If the runtime requires an interactive permission request, this contract will launch an Android Intent to request the “Alarms & Reminders” permission. The contract result is a boolean, indicating whether or not the Background Sync has been enabled successfully. For example, if the user did not grant the permission during the said Android Intent, the contract returns false.

Otherwise, the contract returns true synchronously when no user interaction is required.

You must launch this ActivityResultContract either through the in-built Android Compose support, or through the AndroidX Activity Result API if you do not use Android Compose.

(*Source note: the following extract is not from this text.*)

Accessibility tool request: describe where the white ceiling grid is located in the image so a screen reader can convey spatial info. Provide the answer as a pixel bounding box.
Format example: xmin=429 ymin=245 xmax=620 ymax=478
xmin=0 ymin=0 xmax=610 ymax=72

You can also inspect if Background Sync has been enabled through the isBackgroundSyncEnabled property.

import androidx.activity.compose.rememberLauncherForActivityResult
import androidx.compose.runtime.rememberCoroutineScope
import androidx.compose.material3.*
import io.tryvital.vitalhealthconnect.VitalHealthConnectManager

val manager: VitalHealthConnectManager = ...

val permissionsLauncher = rememberLauncherForActivityResult(
    manager.enableBackgroundSyncContract()
) { success ->
    Log.i("VitalBackgroundSync", "Enabled? $success")

    val enabled = manager.isBackgroundSyncEnabled
    Log.i("VitalBackgroundSync", "Enabled? $enabled")
}

Button(onClick = { permissionsLauncher.launch(Unit) }) {
    Text("Enable Background Sync")
}

Disabling Background Sync

You can disable Background Sync through the disableBackgroundSync() method.

You can also inspect if Background Sync has been disabled through the isBackgroundSyncEnabled property.

import io.tryvital.vitalhealthconnect.VitalHealthConnectManager

val manager: VitalHealthConnectManager = ...
manager.disableBackgroundSync()

val enabled = manager.isBackgroundSyncEnabled
Log.i("VitalBackgroundSync", "Enabled? $enabled")

Miscellaneous

When you signOut() a user, Vital SDK will automatically disable Background Sync.